NOVICE:

A Christian possessing a more ardent desire to approach God will, either alone or in a monastic community, seek solitude. It is for this reason that secluded locations were sought out during the first centuries by hermits and later in different forms by many monks. In addition to prayer – in principle they recited psalms – they devoted most of their time to meditation on God, divine mysteries, divine love, and the relationship between God and man.  The subject of that meditation was in general taken from the Scriptures. Some of them memorized all 150 psalms and many biblical passages.  Their daily routine was shared amongst prayer, meditation, work and rest. The followers of St. Benedict in particular have developed and put into practice special methods for reading and meditating that are nowadays known as “lectio divina” (divine reading). According to this method, meditation progresses in four stages or steps: reading, meditation, prayer and contemplation.  This technique of reading and meditating was practiced chiefly in monasteries but was also recommended to other Christians by Pope Paul VI and Benedict XVI. We Cistercians have placed great emphasis on meditation since the foundation of our order.  St.
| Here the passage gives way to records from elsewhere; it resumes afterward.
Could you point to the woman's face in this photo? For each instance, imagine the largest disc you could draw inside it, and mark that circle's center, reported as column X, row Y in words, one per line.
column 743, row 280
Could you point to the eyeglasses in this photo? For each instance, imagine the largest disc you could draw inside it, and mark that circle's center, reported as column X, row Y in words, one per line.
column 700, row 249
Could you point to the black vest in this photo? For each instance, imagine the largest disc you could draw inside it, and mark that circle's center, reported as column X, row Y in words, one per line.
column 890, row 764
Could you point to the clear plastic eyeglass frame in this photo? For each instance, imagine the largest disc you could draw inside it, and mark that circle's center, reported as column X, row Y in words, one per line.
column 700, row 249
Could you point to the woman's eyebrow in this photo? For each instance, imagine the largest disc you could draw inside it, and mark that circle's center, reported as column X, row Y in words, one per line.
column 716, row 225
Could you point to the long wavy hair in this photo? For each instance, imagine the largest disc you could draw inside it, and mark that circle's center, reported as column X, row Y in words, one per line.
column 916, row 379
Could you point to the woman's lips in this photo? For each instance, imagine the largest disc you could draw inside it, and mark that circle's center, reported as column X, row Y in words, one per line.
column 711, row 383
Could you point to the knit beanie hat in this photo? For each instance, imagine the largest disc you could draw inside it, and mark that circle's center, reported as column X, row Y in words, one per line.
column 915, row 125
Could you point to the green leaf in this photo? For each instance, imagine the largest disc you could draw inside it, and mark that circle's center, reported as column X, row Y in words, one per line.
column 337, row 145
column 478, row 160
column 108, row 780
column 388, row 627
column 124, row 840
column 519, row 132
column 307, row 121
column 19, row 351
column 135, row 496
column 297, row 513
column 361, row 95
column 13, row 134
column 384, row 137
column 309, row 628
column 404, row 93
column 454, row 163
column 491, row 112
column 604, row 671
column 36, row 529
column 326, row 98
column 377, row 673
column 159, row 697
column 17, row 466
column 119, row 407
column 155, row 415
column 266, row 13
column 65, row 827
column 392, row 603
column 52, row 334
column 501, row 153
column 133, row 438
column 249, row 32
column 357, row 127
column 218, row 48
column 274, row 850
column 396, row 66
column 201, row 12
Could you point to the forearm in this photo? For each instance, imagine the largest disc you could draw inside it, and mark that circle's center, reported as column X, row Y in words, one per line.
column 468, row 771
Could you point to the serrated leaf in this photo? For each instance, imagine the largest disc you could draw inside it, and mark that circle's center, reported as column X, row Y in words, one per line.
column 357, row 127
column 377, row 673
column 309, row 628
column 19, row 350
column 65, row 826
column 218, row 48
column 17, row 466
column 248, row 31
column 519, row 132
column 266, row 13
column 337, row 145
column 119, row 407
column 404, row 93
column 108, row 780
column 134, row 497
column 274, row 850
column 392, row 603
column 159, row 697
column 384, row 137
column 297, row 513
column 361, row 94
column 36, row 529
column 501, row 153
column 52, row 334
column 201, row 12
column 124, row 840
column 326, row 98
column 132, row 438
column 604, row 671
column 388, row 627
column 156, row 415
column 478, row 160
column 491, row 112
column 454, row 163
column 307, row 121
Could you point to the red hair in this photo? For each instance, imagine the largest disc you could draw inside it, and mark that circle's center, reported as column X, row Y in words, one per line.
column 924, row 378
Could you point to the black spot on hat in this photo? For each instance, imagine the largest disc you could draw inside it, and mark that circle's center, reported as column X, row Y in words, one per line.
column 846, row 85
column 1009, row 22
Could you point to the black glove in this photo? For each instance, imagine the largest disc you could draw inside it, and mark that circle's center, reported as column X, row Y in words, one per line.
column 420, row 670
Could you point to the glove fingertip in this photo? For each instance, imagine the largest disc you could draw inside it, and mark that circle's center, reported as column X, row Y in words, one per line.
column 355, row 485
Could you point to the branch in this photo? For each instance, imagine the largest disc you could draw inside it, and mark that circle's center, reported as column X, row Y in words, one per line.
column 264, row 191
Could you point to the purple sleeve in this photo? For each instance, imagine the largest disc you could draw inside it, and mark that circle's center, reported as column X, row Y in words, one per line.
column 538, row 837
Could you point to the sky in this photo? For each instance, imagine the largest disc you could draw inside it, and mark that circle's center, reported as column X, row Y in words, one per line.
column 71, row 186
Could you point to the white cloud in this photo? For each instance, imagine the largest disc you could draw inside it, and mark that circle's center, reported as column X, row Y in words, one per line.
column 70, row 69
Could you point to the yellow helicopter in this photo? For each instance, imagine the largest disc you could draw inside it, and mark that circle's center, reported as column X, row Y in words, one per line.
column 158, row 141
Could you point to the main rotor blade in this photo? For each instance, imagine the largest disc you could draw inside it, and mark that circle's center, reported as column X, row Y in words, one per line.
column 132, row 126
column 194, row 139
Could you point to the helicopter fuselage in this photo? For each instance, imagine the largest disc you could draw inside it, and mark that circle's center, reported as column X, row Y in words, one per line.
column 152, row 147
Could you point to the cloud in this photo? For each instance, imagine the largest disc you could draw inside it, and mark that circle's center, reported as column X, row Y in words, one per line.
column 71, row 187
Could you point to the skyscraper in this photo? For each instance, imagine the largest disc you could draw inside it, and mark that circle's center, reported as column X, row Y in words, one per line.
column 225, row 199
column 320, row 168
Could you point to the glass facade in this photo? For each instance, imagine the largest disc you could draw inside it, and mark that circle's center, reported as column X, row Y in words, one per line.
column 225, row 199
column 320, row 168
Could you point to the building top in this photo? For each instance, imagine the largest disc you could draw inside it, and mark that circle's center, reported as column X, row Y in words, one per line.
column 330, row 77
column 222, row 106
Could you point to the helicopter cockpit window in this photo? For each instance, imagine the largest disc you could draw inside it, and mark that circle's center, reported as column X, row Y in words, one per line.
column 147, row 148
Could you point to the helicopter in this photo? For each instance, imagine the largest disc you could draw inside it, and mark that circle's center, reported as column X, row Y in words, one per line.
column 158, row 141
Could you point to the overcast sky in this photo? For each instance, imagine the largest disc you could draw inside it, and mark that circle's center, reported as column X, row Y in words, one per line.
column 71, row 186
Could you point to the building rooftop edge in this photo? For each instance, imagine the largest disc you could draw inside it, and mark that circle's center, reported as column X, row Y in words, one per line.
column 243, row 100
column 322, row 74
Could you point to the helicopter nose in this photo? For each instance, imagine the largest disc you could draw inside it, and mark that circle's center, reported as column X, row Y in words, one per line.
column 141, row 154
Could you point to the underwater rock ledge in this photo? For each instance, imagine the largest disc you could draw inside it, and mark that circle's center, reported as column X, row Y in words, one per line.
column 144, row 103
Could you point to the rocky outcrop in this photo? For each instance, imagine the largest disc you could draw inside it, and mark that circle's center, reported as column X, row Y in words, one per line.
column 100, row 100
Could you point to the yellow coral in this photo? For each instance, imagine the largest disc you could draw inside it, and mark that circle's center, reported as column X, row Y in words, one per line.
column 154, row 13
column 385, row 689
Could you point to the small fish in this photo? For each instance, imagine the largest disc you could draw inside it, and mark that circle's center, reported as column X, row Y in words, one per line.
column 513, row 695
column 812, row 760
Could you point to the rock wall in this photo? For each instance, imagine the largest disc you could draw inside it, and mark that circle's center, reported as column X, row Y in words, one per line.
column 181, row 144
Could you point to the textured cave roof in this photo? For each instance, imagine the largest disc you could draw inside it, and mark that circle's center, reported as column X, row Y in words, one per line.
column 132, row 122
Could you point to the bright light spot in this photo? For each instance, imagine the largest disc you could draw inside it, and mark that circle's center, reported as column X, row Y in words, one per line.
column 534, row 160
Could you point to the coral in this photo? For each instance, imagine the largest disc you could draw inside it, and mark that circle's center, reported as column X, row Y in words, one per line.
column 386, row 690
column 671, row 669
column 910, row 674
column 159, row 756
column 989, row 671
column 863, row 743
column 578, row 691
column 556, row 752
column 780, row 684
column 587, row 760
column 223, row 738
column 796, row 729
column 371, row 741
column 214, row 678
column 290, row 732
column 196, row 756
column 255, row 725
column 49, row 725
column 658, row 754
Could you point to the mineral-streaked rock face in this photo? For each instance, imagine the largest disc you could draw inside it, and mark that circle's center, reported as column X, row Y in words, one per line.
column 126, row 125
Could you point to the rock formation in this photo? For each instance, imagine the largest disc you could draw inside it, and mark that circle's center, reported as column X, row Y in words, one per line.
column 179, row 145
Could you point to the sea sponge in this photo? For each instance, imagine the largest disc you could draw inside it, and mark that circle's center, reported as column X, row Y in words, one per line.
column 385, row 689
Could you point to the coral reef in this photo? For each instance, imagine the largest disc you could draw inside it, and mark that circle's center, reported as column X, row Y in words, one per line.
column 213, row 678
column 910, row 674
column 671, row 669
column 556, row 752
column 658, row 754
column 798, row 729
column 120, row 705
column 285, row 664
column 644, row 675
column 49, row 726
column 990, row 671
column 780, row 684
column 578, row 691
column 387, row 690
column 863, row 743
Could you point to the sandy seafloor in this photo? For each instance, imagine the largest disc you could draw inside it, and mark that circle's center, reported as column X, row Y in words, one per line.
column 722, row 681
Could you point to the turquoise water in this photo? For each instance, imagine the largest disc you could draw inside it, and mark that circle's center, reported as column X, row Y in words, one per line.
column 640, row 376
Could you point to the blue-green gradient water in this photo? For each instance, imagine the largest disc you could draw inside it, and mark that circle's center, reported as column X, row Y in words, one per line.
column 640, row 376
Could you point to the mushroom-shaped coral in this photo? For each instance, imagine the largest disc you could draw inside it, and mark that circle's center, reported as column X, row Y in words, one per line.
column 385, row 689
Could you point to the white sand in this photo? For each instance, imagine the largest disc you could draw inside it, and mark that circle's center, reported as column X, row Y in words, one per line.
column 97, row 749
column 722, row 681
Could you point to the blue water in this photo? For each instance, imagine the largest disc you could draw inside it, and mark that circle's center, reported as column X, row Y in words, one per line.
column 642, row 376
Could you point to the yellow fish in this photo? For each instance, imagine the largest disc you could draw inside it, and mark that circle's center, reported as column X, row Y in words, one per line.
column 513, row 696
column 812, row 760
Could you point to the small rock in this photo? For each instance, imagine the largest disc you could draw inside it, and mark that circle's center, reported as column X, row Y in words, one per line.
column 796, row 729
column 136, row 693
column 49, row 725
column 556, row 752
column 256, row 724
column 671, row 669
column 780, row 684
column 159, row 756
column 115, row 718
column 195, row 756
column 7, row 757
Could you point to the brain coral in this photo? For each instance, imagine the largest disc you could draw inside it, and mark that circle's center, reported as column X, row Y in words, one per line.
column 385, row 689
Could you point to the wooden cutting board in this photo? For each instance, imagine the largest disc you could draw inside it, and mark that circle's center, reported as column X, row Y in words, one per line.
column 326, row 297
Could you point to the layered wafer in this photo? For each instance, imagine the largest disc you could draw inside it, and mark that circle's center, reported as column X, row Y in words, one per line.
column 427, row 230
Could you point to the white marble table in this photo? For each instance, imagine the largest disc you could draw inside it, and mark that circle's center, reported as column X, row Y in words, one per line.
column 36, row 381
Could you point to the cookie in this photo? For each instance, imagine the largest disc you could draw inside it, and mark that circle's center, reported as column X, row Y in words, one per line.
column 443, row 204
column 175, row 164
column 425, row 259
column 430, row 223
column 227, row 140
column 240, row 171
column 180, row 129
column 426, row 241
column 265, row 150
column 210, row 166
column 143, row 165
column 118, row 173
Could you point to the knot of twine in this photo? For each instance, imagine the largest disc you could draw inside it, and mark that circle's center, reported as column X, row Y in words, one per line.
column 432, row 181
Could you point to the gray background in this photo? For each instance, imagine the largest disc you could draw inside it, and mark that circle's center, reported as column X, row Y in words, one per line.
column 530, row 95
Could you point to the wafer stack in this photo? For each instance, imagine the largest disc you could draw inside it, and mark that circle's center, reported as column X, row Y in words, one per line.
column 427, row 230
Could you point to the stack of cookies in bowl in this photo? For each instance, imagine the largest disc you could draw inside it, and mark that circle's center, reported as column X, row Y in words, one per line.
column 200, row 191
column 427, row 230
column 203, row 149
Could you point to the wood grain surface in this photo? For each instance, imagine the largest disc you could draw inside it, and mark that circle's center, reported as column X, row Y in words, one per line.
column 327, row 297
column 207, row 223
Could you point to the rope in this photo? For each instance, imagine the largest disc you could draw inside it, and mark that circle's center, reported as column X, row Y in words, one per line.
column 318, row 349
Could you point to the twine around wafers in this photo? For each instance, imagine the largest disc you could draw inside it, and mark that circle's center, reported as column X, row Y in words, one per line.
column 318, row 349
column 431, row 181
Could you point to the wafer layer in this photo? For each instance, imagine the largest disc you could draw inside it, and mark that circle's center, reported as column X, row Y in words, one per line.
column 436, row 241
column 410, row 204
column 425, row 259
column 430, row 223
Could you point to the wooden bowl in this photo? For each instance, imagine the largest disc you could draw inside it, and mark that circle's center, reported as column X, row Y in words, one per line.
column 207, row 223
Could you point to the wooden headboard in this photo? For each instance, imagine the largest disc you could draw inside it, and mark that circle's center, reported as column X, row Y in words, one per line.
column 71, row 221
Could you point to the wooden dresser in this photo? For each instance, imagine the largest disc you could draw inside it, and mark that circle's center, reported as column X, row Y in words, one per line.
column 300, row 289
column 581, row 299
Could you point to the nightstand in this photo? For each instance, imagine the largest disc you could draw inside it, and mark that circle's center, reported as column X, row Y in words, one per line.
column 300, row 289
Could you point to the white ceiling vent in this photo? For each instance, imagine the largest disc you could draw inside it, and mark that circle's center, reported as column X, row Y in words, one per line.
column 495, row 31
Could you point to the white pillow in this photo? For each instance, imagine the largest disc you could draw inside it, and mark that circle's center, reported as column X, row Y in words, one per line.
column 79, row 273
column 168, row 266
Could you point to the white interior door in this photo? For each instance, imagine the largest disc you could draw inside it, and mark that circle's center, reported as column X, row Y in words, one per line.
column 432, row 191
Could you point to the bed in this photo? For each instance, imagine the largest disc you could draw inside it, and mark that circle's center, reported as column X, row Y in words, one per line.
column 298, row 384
Bernard valued meditation on the written word: “All my erudition and all my understanding of the Scriptures, all the penetration in their so often hidden meaning I have gained mostly in the woods and on the fields during meditation and prayer.” At Stična the time between Lauds and the community’s celebration of Mass is reserved for meditation, and during his daily routine each monk should also set aside suitable time to meditate, arranged around his work duties.